What if?

Byron York wonders:

What if, instead of throwing its political energy into a failing effort to defund Obamacare, the Republican Party had spent the month of August, and then September, and now October, pounding the Obama administration on the arrival of the president’s national health care scheme? What if the days before October 1 had been filled with Republican predictions of calamity, and the days after filled with Republican exploitation of that calamity? If the GOP had taken that path, the party might be in a very different place than it is today. The White House, too.

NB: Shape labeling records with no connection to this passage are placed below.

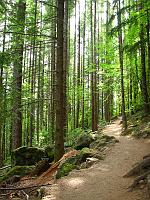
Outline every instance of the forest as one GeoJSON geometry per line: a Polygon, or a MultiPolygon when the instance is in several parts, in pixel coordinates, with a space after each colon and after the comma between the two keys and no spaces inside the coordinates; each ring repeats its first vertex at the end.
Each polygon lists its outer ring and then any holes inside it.
{"type": "Polygon", "coordinates": [[[150,1],[0,1],[0,167],[150,113],[150,1]]]}

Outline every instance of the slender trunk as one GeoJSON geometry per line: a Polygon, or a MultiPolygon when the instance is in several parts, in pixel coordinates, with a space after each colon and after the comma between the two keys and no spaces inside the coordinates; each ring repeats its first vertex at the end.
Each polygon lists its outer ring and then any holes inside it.
{"type": "Polygon", "coordinates": [[[64,154],[64,0],[57,0],[57,64],[56,64],[56,133],[55,133],[55,161],[64,154]]]}
{"type": "MultiPolygon", "coordinates": [[[[24,32],[26,4],[20,0],[17,10],[17,23],[19,31],[24,32]]],[[[12,149],[22,145],[22,65],[23,65],[23,45],[22,35],[15,36],[15,53],[13,68],[13,118],[12,118],[12,149]]]]}
{"type": "MultiPolygon", "coordinates": [[[[121,24],[121,6],[120,0],[118,1],[118,26],[121,24]]],[[[120,27],[118,31],[118,40],[119,40],[119,61],[120,61],[120,75],[121,75],[121,99],[122,99],[122,121],[123,127],[127,129],[127,117],[125,112],[125,94],[124,94],[124,74],[123,74],[123,38],[122,38],[122,28],[120,27]]]]}

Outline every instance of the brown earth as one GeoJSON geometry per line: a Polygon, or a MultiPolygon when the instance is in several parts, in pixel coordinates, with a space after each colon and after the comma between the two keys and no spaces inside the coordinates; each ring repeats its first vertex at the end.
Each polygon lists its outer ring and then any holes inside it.
{"type": "Polygon", "coordinates": [[[43,200],[148,200],[146,189],[128,192],[133,178],[123,175],[149,153],[149,139],[133,139],[120,136],[119,120],[106,126],[104,134],[119,139],[103,161],[89,169],[75,170],[69,176],[56,181],[47,188],[43,200]]]}

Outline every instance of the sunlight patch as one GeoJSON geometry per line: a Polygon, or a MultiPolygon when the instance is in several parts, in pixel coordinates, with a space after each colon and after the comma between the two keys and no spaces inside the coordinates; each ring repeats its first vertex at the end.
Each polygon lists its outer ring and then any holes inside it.
{"type": "Polygon", "coordinates": [[[71,187],[80,186],[83,183],[84,183],[84,180],[80,177],[72,178],[72,179],[68,180],[68,185],[70,185],[71,187]]]}

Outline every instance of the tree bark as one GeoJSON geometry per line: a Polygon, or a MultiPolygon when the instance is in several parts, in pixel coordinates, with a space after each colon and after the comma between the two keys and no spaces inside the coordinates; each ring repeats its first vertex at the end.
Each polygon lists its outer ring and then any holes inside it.
{"type": "Polygon", "coordinates": [[[55,161],[64,154],[64,0],[57,0],[56,133],[55,161]]]}
{"type": "MultiPolygon", "coordinates": [[[[20,0],[17,8],[18,30],[24,33],[26,4],[20,0]]],[[[15,36],[15,58],[13,68],[13,117],[12,117],[12,149],[22,145],[22,64],[23,64],[23,44],[22,35],[15,36]]]]}

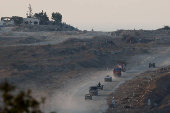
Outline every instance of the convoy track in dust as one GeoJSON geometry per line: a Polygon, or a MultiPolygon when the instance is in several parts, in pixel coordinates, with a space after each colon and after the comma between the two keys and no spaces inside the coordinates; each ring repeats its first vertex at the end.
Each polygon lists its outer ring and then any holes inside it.
{"type": "MultiPolygon", "coordinates": [[[[108,107],[106,102],[108,94],[112,93],[120,84],[133,78],[135,75],[138,75],[147,70],[155,70],[157,68],[170,65],[169,56],[170,51],[167,51],[166,53],[146,55],[145,59],[139,61],[141,62],[139,65],[132,67],[132,69],[124,72],[120,78],[114,78],[112,69],[106,69],[93,73],[93,76],[89,78],[89,80],[86,79],[78,84],[70,82],[65,87],[66,90],[62,92],[62,94],[60,91],[57,91],[53,95],[51,99],[52,102],[48,108],[56,110],[59,113],[102,113],[108,107]],[[156,68],[149,68],[148,62],[155,62],[157,64],[156,68]],[[104,82],[103,78],[106,75],[111,75],[113,77],[113,81],[104,82]],[[92,101],[85,101],[84,94],[88,93],[88,87],[91,85],[97,85],[98,82],[101,82],[105,88],[98,92],[98,96],[93,96],[92,101]],[[75,87],[70,88],[69,86],[72,85],[75,87]]],[[[139,56],[135,56],[134,59],[138,60],[138,57],[139,56]]],[[[131,66],[131,63],[133,62],[129,62],[127,67],[131,66]]]]}

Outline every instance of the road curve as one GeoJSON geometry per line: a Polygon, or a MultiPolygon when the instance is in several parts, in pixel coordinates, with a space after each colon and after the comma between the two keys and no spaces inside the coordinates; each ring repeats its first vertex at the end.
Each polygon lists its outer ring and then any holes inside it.
{"type": "MultiPolygon", "coordinates": [[[[114,78],[112,69],[106,69],[93,73],[91,77],[79,78],[78,81],[72,80],[65,88],[53,94],[51,100],[46,104],[45,109],[47,112],[57,111],[57,113],[102,113],[107,109],[106,98],[108,94],[113,92],[121,83],[131,79],[135,75],[146,70],[155,70],[155,68],[148,68],[149,63],[155,63],[156,68],[170,65],[169,56],[170,48],[159,54],[146,55],[140,61],[139,65],[124,72],[121,78],[114,78]],[[111,75],[113,81],[104,82],[106,75],[111,75]],[[97,85],[99,81],[104,85],[104,90],[99,91],[99,95],[93,96],[92,100],[85,100],[84,95],[88,93],[89,87],[97,85]]],[[[128,66],[130,66],[130,63],[128,66]]]]}

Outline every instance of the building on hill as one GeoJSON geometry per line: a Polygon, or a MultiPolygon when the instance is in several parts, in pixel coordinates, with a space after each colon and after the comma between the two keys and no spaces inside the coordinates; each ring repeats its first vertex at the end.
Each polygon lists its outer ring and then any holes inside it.
{"type": "Polygon", "coordinates": [[[14,20],[12,19],[12,17],[1,17],[1,25],[12,26],[14,25],[14,20]]]}
{"type": "Polygon", "coordinates": [[[36,18],[23,18],[24,25],[39,25],[39,19],[36,18]]]}

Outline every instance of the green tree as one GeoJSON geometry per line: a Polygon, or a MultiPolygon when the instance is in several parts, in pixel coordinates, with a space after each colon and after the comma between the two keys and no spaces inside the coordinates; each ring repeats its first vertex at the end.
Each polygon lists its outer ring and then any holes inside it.
{"type": "Polygon", "coordinates": [[[21,25],[23,23],[23,18],[22,17],[18,17],[18,16],[12,16],[14,23],[16,25],[21,25]]]}
{"type": "Polygon", "coordinates": [[[40,20],[40,25],[45,25],[49,21],[49,17],[47,16],[46,12],[43,12],[43,10],[40,13],[35,13],[34,17],[40,20]]]}
{"type": "Polygon", "coordinates": [[[7,81],[0,84],[0,90],[4,103],[0,113],[43,113],[40,110],[40,104],[45,102],[45,98],[42,98],[41,102],[37,101],[31,96],[31,90],[13,95],[11,92],[15,90],[15,86],[10,85],[7,81]]]}
{"type": "Polygon", "coordinates": [[[53,19],[56,24],[60,24],[62,22],[62,15],[59,12],[53,12],[51,19],[53,19]]]}

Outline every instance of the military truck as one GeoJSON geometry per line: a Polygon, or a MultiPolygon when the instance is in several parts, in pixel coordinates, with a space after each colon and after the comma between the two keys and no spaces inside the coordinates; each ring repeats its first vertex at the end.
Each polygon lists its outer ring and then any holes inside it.
{"type": "Polygon", "coordinates": [[[105,82],[112,82],[112,77],[110,77],[109,75],[107,75],[107,76],[104,78],[104,81],[105,81],[105,82]]]}
{"type": "Polygon", "coordinates": [[[86,95],[85,95],[85,100],[86,100],[86,99],[90,99],[90,100],[92,100],[92,95],[90,95],[90,94],[86,94],[86,95]]]}
{"type": "Polygon", "coordinates": [[[121,68],[115,68],[113,69],[113,75],[115,77],[121,77],[121,68]]]}
{"type": "Polygon", "coordinates": [[[149,63],[149,68],[154,67],[155,68],[155,63],[149,63]]]}
{"type": "Polygon", "coordinates": [[[91,94],[92,96],[97,96],[97,95],[98,95],[97,86],[91,86],[91,87],[89,87],[89,94],[91,94]]]}

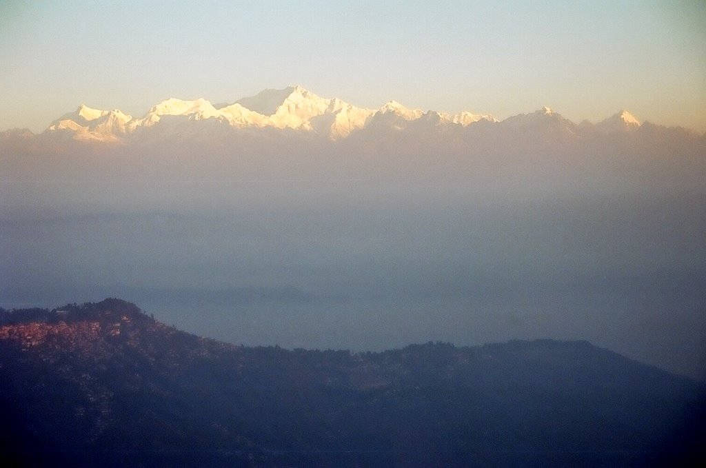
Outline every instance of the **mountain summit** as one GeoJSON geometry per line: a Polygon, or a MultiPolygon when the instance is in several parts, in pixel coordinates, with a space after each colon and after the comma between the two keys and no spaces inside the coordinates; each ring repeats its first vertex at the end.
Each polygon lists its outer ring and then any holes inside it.
{"type": "Polygon", "coordinates": [[[0,385],[11,466],[644,466],[705,392],[586,342],[248,348],[119,299],[0,309],[0,385]]]}
{"type": "MultiPolygon", "coordinates": [[[[203,98],[183,100],[170,97],[151,107],[141,117],[133,117],[118,109],[106,111],[82,105],[54,121],[47,131],[63,132],[76,140],[121,142],[150,127],[179,126],[176,133],[172,131],[166,134],[188,138],[190,132],[204,128],[203,126],[189,127],[189,122],[194,121],[212,121],[226,128],[241,130],[265,127],[294,130],[332,140],[345,138],[369,126],[378,131],[395,131],[408,128],[410,122],[417,122],[419,125],[415,124],[414,128],[418,131],[424,125],[462,128],[481,121],[498,121],[491,115],[466,111],[455,114],[425,112],[409,109],[395,100],[376,109],[358,107],[338,98],[321,97],[297,85],[281,90],[265,90],[232,104],[213,105],[203,98]]],[[[555,129],[561,127],[561,133],[567,136],[574,134],[576,127],[546,107],[532,114],[510,117],[503,123],[506,127],[530,130],[537,126],[553,126],[555,129]]],[[[601,132],[624,132],[640,126],[640,122],[623,110],[595,126],[594,126],[601,132]]]]}

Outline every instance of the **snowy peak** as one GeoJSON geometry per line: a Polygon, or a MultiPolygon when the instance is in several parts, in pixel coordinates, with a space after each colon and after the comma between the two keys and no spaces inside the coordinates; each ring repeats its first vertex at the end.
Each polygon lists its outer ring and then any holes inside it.
{"type": "Polygon", "coordinates": [[[76,140],[119,141],[119,135],[129,131],[128,124],[132,119],[131,116],[117,109],[100,110],[81,104],[75,112],[52,122],[49,130],[73,132],[76,140]]]}
{"type": "Polygon", "coordinates": [[[604,132],[625,132],[640,126],[640,121],[626,110],[621,110],[596,124],[596,128],[604,132]]]}
{"type": "Polygon", "coordinates": [[[618,118],[621,121],[625,122],[627,125],[633,125],[636,126],[640,126],[640,121],[635,118],[635,116],[626,110],[621,110],[618,113],[618,118]]]}
{"type": "MultiPolygon", "coordinates": [[[[170,97],[150,108],[143,116],[133,118],[119,109],[102,110],[82,104],[52,123],[47,131],[60,131],[62,138],[78,140],[122,141],[155,126],[165,135],[203,138],[206,128],[222,132],[233,128],[292,129],[335,140],[361,130],[373,134],[425,128],[454,131],[479,121],[498,122],[489,114],[462,112],[455,114],[409,109],[391,100],[376,109],[357,107],[337,97],[321,97],[299,85],[281,90],[268,89],[232,104],[215,107],[203,98],[185,100],[170,97]],[[193,124],[193,121],[208,121],[193,124]],[[213,125],[212,125],[213,124],[213,125]],[[191,132],[192,134],[190,134],[191,132]]],[[[582,138],[598,133],[626,132],[640,126],[640,121],[626,110],[595,125],[585,121],[576,124],[549,107],[505,119],[497,128],[511,129],[527,135],[538,135],[546,140],[582,138]]]]}
{"type": "Polygon", "coordinates": [[[488,114],[473,114],[467,112],[460,112],[450,116],[449,119],[453,124],[457,124],[464,127],[481,120],[486,120],[489,122],[498,121],[497,119],[488,114]]]}

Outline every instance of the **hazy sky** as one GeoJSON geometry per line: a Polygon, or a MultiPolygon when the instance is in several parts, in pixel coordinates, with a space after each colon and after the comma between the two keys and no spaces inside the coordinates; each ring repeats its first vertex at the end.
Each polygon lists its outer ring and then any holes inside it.
{"type": "Polygon", "coordinates": [[[377,107],[706,131],[703,1],[0,2],[0,129],[301,84],[377,107]]]}

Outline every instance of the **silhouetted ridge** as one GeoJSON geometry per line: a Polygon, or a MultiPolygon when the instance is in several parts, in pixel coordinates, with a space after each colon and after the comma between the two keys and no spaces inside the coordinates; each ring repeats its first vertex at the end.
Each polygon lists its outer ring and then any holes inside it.
{"type": "Polygon", "coordinates": [[[587,342],[354,354],[229,345],[114,299],[0,316],[6,464],[644,466],[704,455],[702,385],[587,342]]]}

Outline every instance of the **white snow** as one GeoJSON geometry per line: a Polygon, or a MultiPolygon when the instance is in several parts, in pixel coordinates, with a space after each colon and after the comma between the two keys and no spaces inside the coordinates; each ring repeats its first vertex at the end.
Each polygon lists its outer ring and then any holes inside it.
{"type": "MultiPolygon", "coordinates": [[[[546,107],[532,114],[510,117],[503,121],[503,124],[532,126],[545,121],[546,116],[551,116],[553,121],[561,121],[566,125],[575,125],[546,107]],[[535,121],[536,123],[532,123],[535,121]]],[[[321,97],[301,86],[295,85],[282,90],[265,90],[255,96],[244,97],[219,109],[203,98],[184,100],[170,97],[151,107],[140,118],[133,118],[119,109],[101,110],[82,104],[76,111],[52,122],[47,131],[73,132],[73,138],[76,139],[119,141],[125,135],[141,128],[160,123],[165,124],[167,116],[172,124],[210,119],[218,128],[223,128],[219,126],[222,125],[225,128],[229,126],[293,128],[313,132],[330,140],[345,138],[353,131],[371,125],[373,121],[376,122],[376,126],[381,125],[383,129],[401,128],[400,119],[408,121],[421,119],[419,120],[421,125],[461,126],[481,120],[498,121],[491,115],[469,112],[455,114],[436,111],[424,113],[419,109],[408,109],[394,100],[377,109],[365,109],[336,97],[321,97]]],[[[640,124],[630,112],[622,110],[594,126],[600,131],[614,132],[627,131],[640,124]]],[[[179,131],[186,128],[180,125],[179,131]]],[[[203,126],[194,128],[194,131],[204,131],[203,126]]]]}

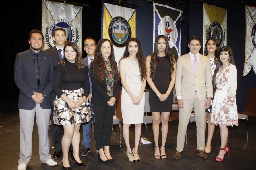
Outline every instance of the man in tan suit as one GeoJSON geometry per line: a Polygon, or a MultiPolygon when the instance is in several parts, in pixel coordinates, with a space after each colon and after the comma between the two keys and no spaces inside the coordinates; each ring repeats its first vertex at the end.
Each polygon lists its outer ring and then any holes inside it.
{"type": "Polygon", "coordinates": [[[188,42],[190,52],[179,57],[177,61],[175,90],[179,110],[176,160],[181,158],[183,154],[187,128],[193,106],[197,126],[196,153],[202,158],[208,158],[204,152],[204,113],[205,108],[210,105],[212,85],[210,60],[199,53],[201,45],[199,36],[191,36],[188,42]]]}

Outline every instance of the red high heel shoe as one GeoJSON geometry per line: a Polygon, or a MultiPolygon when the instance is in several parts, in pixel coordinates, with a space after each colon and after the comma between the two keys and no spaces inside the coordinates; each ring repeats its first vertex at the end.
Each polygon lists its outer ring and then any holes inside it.
{"type": "Polygon", "coordinates": [[[225,146],[225,148],[226,148],[226,150],[227,150],[227,152],[228,152],[228,158],[229,158],[229,151],[230,150],[226,144],[225,146]]]}
{"type": "Polygon", "coordinates": [[[218,156],[216,157],[216,159],[215,160],[217,162],[222,162],[223,161],[223,160],[224,160],[224,157],[225,156],[225,159],[226,159],[226,154],[227,153],[227,150],[226,150],[226,148],[220,148],[220,150],[225,150],[226,151],[226,152],[225,152],[225,154],[224,154],[224,155],[223,156],[223,158],[221,159],[220,158],[219,158],[218,156]]]}

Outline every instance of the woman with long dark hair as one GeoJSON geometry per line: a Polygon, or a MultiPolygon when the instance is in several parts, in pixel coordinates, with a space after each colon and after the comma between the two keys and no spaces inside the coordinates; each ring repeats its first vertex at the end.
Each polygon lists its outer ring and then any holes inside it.
{"type": "Polygon", "coordinates": [[[152,112],[155,142],[155,158],[164,159],[168,123],[173,100],[172,88],[175,82],[176,62],[164,35],[156,39],[154,51],[146,59],[146,80],[150,86],[149,100],[152,112]],[[160,154],[158,144],[159,124],[162,122],[162,144],[160,154]]]}
{"type": "MultiPolygon", "coordinates": [[[[205,43],[204,55],[209,58],[211,63],[211,67],[212,71],[212,77],[213,76],[214,71],[216,68],[216,57],[218,54],[219,44],[218,41],[214,37],[211,37],[208,39],[205,43]]],[[[213,99],[212,99],[211,103],[212,103],[213,99]]],[[[208,120],[208,133],[207,137],[207,142],[205,144],[205,152],[206,153],[211,152],[212,139],[214,132],[215,125],[211,124],[211,105],[209,109],[205,109],[205,133],[206,129],[206,124],[208,120]]]]}
{"type": "Polygon", "coordinates": [[[228,131],[227,126],[238,126],[236,101],[236,68],[231,48],[225,46],[219,51],[216,69],[213,77],[213,94],[211,122],[218,124],[220,129],[220,148],[216,161],[222,162],[230,149],[227,145],[228,131]]]}
{"type": "Polygon", "coordinates": [[[91,114],[87,97],[90,92],[88,68],[82,61],[82,53],[73,42],[64,47],[65,57],[55,68],[53,90],[57,95],[53,101],[53,123],[63,125],[64,135],[61,140],[64,169],[71,169],[68,151],[72,143],[71,158],[79,166],[85,166],[79,157],[79,130],[82,123],[90,121],[91,114]]]}
{"type": "Polygon", "coordinates": [[[95,115],[96,147],[99,150],[99,161],[104,163],[114,161],[110,152],[109,146],[120,83],[117,64],[115,60],[113,45],[110,41],[105,39],[99,41],[90,71],[92,85],[91,101],[95,115]]]}
{"type": "Polygon", "coordinates": [[[145,106],[146,60],[141,43],[137,39],[129,39],[125,46],[119,63],[120,77],[123,85],[121,97],[123,133],[129,160],[139,161],[138,148],[145,106]],[[135,141],[132,150],[130,145],[129,134],[131,124],[135,125],[135,141]]]}

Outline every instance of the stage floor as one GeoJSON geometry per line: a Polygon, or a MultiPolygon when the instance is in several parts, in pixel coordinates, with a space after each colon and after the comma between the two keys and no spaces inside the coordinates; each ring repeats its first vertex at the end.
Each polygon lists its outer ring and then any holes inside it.
{"type": "MultiPolygon", "coordinates": [[[[2,103],[0,104],[0,170],[17,169],[18,165],[20,150],[20,126],[19,110],[16,102],[2,103]]],[[[229,128],[228,145],[230,151],[229,158],[223,162],[215,161],[220,145],[219,128],[214,135],[212,142],[212,152],[207,154],[208,159],[200,158],[195,153],[197,147],[196,131],[195,124],[189,124],[188,126],[188,143],[184,148],[184,154],[179,160],[175,160],[174,155],[176,152],[177,120],[169,122],[169,129],[166,146],[167,158],[157,160],[154,158],[154,138],[152,125],[149,125],[147,130],[146,126],[143,125],[141,136],[149,139],[152,144],[141,144],[139,153],[141,162],[129,162],[125,154],[126,147],[122,136],[122,147],[120,148],[119,141],[116,139],[116,126],[114,126],[112,134],[110,152],[115,163],[105,165],[99,162],[93,141],[94,133],[91,137],[91,152],[86,156],[81,156],[81,159],[86,166],[85,168],[77,167],[72,163],[70,154],[69,161],[73,169],[255,169],[256,167],[255,153],[256,153],[256,118],[249,117],[248,124],[249,140],[246,139],[246,123],[239,122],[238,127],[229,128]]],[[[134,146],[134,126],[130,129],[131,147],[134,146]]],[[[63,128],[61,129],[63,133],[63,128]]],[[[80,150],[82,149],[82,129],[80,129],[80,150]]],[[[160,134],[159,145],[161,145],[161,133],[160,134]]],[[[206,134],[207,139],[207,132],[206,134]]],[[[51,146],[52,143],[51,139],[51,146]]],[[[37,126],[35,120],[33,137],[32,153],[31,160],[27,167],[29,170],[62,169],[60,159],[55,160],[58,165],[49,167],[41,163],[38,154],[39,142],[37,126]]],[[[49,153],[52,156],[54,149],[51,148],[49,153]]]]}

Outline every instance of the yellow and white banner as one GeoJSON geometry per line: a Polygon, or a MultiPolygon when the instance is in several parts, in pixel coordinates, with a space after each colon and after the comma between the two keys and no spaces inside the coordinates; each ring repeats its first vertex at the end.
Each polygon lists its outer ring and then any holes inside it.
{"type": "Polygon", "coordinates": [[[82,7],[42,0],[42,32],[44,50],[55,46],[52,37],[55,28],[66,30],[67,42],[73,41],[82,49],[82,7]]]}
{"type": "Polygon", "coordinates": [[[246,39],[244,66],[243,76],[252,67],[256,74],[256,6],[245,5],[246,39]]]}
{"type": "Polygon", "coordinates": [[[118,63],[125,43],[135,37],[136,10],[102,2],[101,38],[112,42],[118,63]]]}
{"type": "Polygon", "coordinates": [[[203,51],[207,39],[213,37],[218,40],[219,47],[227,45],[227,10],[204,3],[203,51]]]}

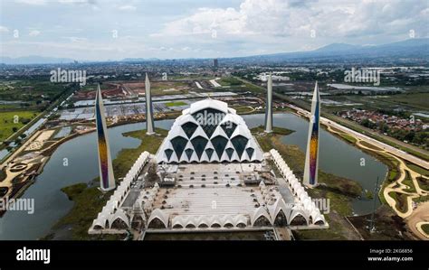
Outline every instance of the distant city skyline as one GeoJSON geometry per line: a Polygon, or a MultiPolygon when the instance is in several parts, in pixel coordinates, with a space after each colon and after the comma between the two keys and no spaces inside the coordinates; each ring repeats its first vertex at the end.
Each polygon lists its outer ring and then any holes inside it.
{"type": "Polygon", "coordinates": [[[429,36],[427,1],[1,2],[2,57],[223,58],[429,36]]]}

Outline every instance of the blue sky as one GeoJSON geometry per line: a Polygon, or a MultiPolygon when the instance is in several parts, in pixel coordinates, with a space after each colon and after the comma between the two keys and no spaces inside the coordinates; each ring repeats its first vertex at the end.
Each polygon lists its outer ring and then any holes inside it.
{"type": "Polygon", "coordinates": [[[8,57],[220,58],[429,35],[427,0],[0,3],[0,53],[8,57]]]}

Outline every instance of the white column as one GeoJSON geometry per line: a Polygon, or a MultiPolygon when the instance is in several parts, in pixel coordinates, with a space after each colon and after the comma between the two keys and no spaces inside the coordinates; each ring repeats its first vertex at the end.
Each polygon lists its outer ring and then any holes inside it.
{"type": "Polygon", "coordinates": [[[267,80],[267,100],[265,106],[265,132],[272,132],[272,79],[268,75],[267,80]]]}
{"type": "Polygon", "coordinates": [[[103,98],[100,84],[95,98],[95,124],[99,149],[100,186],[102,191],[113,190],[116,187],[113,166],[111,163],[110,147],[109,146],[106,117],[104,116],[103,98]]]}
{"type": "Polygon", "coordinates": [[[150,93],[150,81],[146,73],[145,81],[145,96],[146,96],[146,134],[154,135],[154,118],[153,118],[153,107],[152,107],[152,96],[150,93]]]}
{"type": "Polygon", "coordinates": [[[307,142],[307,153],[305,155],[303,179],[303,183],[310,188],[318,185],[319,118],[320,97],[319,94],[318,82],[316,81],[313,98],[311,100],[311,113],[309,124],[309,137],[307,142]]]}

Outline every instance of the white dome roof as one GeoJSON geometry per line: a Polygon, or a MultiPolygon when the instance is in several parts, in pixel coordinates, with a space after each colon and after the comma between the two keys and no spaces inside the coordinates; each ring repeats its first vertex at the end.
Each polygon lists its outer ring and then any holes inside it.
{"type": "Polygon", "coordinates": [[[158,163],[167,163],[262,159],[244,120],[225,102],[210,98],[182,112],[157,154],[158,163]]]}

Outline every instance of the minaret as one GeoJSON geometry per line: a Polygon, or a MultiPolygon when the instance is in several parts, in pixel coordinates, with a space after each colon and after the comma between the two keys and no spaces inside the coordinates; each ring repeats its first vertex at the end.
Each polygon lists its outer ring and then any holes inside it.
{"type": "Polygon", "coordinates": [[[267,104],[265,106],[265,132],[272,132],[272,79],[268,74],[267,80],[267,104]]]}
{"type": "Polygon", "coordinates": [[[100,165],[100,185],[102,191],[108,191],[115,188],[115,176],[111,165],[110,148],[104,116],[103,98],[100,84],[97,88],[95,98],[95,123],[97,126],[97,137],[99,144],[99,165],[100,165]]]}
{"type": "Polygon", "coordinates": [[[154,116],[153,116],[153,107],[152,107],[152,96],[150,94],[150,81],[149,78],[148,77],[148,73],[146,73],[146,81],[145,81],[145,88],[146,88],[146,134],[147,135],[154,135],[154,116]]]}
{"type": "Polygon", "coordinates": [[[318,82],[314,86],[313,98],[311,100],[311,113],[309,126],[309,140],[307,154],[305,155],[304,181],[303,183],[310,188],[318,185],[319,169],[319,122],[320,118],[320,97],[319,95],[318,82]]]}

Hindsight is always 20-20. But in this case foresight was also 20-20. As Byron observes:

Everyone knew the first of October would bring the opening of the Obamacare exchanges, and there was good reason to think the opening would be troubled. Why did Democratic Sen. Max Baucus, one of the architects of the law, express concern in April that the Obama administration was failing to prepare the public for what he feared might be a “train wreck”? Why did Gary Cohen, a key player in the Obamacare bureaucracy, say a month earlier that he worried the Obamacare exchanges would be “a Third World experience” for consumers?

Why did President Obama delay the employer mandate? Why did the administration give up in advance on the task of verifying whether Obamacare subsidy recipients actually qualify for their subsidies, opening the door to the possibility of widespread fraud? And most importantly, why did the administration in July back away from President Obama’s famous claim that anyone satisfied with his or her health plan could keep it after the arrival of Obamacare, no matter what?

All of this occurred because everyone understand that October 1 would trigger a massive Obamacare debacle for the Democrats, barring a bigger debacle elsewhere in the news. And everyone with a robust sense of reality understood that a Republican drive to defund Obamacare would fail and probably create that bigger news debacle.

One last question: Why did Ted Cruz lead Republicans into the “defund” effort? Was it due to poor judgment or was it an effort to become the Tea Party’s favorite for 2016? It doesn’t really matter.